Avoiding other casualties is going to be hard, because even though it is massless it's still moving really really fast, and will be displacing air as it travels toward the target, which will make a heck of a shock wave. Also, at those speeds, the planet isn't going to slow it down much so it'll enter the atmosphere, generate a shockwave that will cause damage to the crowd gathered to hear the speech, pass through the target, pass through the planet causing more shockwaves and damage, exit the other side causing a huge crater, and proceed to exit the solar system. The entry and exit points are going to know what happened.

If you made the projectile have some mass and shot it at any significant fraction of C, the damage would be even worse:
Another even more relevant example:

  • $\begingroup$ What does "massless" mean? $\endgroup$ – Len Feb 7 '18 at 0:48

The question of focusing the laser needs some expansion. Aiming, too.

First, distances. Since the average distance of Mars from the Sun is 228 million km, and for Earth it's 149 million, at conjunction the distance between the two is 79 million km, and we'll use this as the easiest example - call it X. In order to get a small focus spot (diameter d) for the laser, it will need to be expanded to some larger size D when it is launched, and this will be done with a mirror system. Let's figure a d of 1 meter, although this has problems of its own. What is D? This is determined by the equation $$D = \frac{4 \lambda X}{\pi d}$$ If we assume an NIR laser with a wavelength $\lambda$ of 1 micron ($10^{-6}$ meters) $$D = \frac{4\times 10^{-6} \times 79 \times 10^9}{\pi \times 1} = 100 \text{ km}$$ This may be a bit of a struggle to construct in a few hours, so I'll let you get on with it. If you think it will help, you could try a UV laser with a 100 nm wavelength, and the mirror will only need to be 10 km across. Granted, this will not penetrate the earth's atmosphere well, so you'll need a LOT of power, plus you'll get massive beam distortion, but I'm trying to be helpful.

As I mentioned, the small desired spot size has a problem or two. The most obvious is aiming. To hit a spot with an accuracy of 1/2 meter at a range of 79 million km requires a pointing accuracy of $$\theta = \frac{0.5}{79 \times{10^9}}= 6\times 10^{-12}\text{ radians} = 0.0000000034 \text{ degrees}$$ Roughly.
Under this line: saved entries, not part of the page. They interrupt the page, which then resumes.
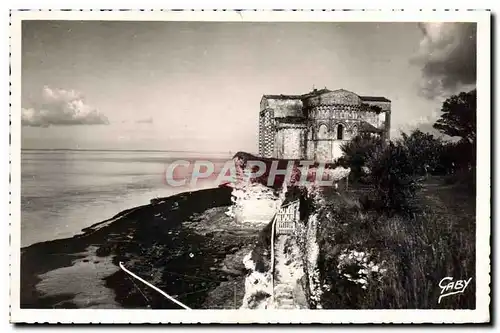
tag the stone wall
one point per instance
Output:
(290, 141)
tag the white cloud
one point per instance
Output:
(447, 56)
(61, 107)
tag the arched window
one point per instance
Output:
(340, 132)
(323, 132)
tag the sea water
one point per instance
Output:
(64, 191)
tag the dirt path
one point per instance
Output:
(289, 272)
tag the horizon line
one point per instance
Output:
(131, 150)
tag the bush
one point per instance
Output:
(391, 175)
(357, 152)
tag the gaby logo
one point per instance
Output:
(450, 287)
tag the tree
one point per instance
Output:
(424, 151)
(459, 116)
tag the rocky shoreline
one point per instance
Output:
(184, 244)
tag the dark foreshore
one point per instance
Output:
(184, 244)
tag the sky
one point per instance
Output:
(197, 86)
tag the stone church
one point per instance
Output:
(313, 126)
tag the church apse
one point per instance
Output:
(313, 126)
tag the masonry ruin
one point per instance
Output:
(313, 126)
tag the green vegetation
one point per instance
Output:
(407, 220)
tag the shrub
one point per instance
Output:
(391, 175)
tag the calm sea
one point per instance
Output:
(64, 191)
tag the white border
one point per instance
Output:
(480, 314)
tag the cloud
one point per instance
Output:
(447, 56)
(145, 121)
(61, 107)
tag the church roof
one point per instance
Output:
(317, 92)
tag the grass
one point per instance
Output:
(416, 252)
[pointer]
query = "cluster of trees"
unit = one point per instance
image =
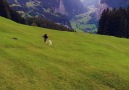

The orbital velocity of Earth is about 30 km/sec, while Mars is about 24 km/sec, so at conjunction the difference in velocity is about 6 km/sec. This means that the time of transit of the laser pulse must be (for 1/2 meter accuracy) accurate to $$t = \frac{0.5}{6\times{10^6}} = 83 \text{ nsec}$$ In other words, you will have to point an enormous mirror with extraordinary accuracy AND fire the laser with considerable precision of timing. Good luck.

Oh yes, and one more obvious problem. If the two planets are in conjunction, and the speech is being given at night (local time) you're just going to be out of luck with the laser thing. Your target is on the other side of the planet, and unless you think you can drill a very large hole you're out of luck.